My work focuses on agentic AI systems, AI safety, evaluation, and the social realities of multi-agent interaction. I care most about studying how these systems behave under realistic pressures rather than idealized benchmarks.
Selected Projects
- Multi-Agent Social Deduction Gaming Arena (project lead): Live evaluation platform benchmarking frontier LLMs on long-horizon strategic reasoning in multi-agent social environments. Continuous leaderboard tracks GPT, Claude, Gemini, DeepSeek, Kimi, and others. Forthcoming study on sustained goal pursuit, coalition dynamics, social deception, and deduction abilities across extended multi-turn interactions using a well-loved social deduction game. Forthcoming first-author conference submission.

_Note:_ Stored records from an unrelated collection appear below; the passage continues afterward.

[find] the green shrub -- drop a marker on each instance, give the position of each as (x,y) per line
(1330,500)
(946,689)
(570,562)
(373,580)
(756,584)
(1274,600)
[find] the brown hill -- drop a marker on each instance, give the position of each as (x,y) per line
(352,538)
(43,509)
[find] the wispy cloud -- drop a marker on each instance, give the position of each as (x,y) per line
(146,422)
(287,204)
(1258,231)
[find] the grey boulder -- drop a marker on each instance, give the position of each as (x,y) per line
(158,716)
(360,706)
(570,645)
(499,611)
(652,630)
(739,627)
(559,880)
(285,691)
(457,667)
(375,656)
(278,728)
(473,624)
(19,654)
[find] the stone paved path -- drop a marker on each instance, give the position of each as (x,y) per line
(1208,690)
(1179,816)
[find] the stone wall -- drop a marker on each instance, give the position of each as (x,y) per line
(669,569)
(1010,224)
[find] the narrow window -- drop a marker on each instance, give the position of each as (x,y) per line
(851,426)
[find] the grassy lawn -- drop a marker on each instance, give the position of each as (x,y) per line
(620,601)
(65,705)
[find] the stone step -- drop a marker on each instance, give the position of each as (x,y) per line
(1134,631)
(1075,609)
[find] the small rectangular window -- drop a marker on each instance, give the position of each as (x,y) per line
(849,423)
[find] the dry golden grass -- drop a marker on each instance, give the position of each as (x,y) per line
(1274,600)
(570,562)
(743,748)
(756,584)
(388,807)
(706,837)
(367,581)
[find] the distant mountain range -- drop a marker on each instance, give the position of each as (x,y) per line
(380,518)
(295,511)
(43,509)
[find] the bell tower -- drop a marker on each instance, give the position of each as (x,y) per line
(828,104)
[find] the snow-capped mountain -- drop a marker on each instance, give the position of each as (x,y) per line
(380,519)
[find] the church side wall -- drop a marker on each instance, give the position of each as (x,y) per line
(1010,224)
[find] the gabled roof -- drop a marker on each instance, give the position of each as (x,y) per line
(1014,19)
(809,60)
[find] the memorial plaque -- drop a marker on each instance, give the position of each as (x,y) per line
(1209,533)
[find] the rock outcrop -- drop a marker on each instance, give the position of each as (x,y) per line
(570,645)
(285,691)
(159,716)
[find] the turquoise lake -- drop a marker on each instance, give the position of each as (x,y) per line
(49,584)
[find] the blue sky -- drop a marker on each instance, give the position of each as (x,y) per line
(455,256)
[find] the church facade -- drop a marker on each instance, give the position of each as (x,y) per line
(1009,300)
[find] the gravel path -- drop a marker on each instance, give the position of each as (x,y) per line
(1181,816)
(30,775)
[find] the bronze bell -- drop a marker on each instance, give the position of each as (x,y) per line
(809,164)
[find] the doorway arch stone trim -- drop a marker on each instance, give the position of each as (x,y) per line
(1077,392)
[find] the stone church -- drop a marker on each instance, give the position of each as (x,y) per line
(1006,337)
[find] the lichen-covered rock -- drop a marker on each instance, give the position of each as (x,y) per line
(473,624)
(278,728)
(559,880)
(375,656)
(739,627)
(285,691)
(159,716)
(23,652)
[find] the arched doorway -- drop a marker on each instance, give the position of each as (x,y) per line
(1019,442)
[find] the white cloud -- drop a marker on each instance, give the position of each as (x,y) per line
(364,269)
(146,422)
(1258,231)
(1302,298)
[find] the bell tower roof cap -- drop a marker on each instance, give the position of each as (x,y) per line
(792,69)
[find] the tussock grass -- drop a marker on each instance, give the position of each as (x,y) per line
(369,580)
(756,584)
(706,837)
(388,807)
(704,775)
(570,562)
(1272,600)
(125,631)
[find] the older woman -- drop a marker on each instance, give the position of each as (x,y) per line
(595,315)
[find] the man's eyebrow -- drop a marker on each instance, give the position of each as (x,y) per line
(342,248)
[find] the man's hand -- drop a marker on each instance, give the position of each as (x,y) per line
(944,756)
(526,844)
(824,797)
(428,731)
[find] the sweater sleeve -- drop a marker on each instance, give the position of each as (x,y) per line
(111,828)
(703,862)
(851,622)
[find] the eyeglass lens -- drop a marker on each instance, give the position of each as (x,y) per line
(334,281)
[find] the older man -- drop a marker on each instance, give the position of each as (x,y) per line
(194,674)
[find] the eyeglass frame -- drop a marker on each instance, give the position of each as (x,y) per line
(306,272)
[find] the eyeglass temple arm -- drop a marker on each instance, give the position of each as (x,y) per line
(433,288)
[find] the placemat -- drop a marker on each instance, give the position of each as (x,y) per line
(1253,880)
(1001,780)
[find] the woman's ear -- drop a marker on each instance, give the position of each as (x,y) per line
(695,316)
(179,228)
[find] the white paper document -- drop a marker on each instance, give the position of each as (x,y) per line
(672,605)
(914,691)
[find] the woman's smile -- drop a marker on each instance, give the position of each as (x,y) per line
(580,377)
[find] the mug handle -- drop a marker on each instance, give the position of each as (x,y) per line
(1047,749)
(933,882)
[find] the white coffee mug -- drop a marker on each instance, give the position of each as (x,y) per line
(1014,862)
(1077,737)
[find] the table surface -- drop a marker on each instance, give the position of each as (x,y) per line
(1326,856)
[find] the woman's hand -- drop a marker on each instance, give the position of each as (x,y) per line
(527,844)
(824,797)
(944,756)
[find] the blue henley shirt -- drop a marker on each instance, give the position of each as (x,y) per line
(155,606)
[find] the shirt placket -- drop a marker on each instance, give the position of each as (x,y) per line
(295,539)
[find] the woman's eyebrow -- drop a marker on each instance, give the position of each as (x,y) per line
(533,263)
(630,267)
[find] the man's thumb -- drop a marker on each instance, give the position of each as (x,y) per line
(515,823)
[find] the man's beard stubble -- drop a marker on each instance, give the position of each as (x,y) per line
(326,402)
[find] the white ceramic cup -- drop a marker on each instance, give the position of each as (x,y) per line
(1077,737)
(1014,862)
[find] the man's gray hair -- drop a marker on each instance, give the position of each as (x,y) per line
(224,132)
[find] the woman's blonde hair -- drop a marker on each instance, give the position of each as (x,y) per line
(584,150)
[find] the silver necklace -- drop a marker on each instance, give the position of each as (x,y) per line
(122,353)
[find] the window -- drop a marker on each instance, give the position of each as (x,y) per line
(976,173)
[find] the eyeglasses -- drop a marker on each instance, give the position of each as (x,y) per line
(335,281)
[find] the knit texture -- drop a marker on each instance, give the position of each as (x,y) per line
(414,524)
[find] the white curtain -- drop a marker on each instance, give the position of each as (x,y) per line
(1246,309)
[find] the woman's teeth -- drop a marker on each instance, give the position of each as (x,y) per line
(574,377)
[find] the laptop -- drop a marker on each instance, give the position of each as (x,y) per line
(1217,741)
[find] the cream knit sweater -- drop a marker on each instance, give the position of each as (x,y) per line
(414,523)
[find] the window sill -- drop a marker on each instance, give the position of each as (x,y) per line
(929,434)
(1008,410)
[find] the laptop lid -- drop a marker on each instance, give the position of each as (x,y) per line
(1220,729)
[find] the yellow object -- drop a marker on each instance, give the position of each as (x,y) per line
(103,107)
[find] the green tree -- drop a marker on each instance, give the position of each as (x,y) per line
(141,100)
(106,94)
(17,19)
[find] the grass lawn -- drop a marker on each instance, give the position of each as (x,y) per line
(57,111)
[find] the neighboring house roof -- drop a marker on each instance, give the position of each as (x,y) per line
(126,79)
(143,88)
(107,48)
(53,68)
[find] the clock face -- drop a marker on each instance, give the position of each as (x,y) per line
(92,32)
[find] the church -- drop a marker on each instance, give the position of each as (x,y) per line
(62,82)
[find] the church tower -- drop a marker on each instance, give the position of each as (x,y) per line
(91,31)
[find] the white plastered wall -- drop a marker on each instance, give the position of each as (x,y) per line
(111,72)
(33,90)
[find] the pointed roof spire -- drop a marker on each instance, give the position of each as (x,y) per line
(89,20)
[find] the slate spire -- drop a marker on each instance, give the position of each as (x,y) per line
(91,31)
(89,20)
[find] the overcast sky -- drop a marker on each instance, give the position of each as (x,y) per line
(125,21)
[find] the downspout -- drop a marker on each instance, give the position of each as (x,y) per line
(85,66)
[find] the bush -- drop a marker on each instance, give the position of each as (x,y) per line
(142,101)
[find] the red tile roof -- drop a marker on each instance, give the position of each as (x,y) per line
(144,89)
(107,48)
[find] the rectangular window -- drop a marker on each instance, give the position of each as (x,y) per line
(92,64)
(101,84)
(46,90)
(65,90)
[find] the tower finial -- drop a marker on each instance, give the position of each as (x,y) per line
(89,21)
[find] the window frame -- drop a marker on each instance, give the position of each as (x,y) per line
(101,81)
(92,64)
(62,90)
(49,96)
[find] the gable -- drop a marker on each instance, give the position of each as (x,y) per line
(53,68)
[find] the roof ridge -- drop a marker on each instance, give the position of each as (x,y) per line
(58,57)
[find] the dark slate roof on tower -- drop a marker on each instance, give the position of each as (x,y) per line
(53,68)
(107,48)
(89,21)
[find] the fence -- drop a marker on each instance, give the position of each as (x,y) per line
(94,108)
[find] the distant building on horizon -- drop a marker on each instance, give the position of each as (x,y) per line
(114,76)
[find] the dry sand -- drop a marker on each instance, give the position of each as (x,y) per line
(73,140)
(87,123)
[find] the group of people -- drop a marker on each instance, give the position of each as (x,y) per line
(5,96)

- Agents of Chaos (core contributor with Shapira, Wendler, Bau et al.): OpenClaw and agentic AI red-teaming study cataloging urgent problems in autonomous systems. Across numerous case studies, we document failures in security, privacy, information integrity, and social understanding that do not appear under standard benchmark evaluation. arXiv:2602.20021
- Forbidden Topics in LLMs (conference submission refinement in collaboration with Rager, Bau et al.): Empirical mapping of refusal topics across frontier language models, including American and Chinese-developed systems. Current work focuses on improving prefill crawling methodology to surface undisclosed refusal behavior with higher elicitation rates and robustness.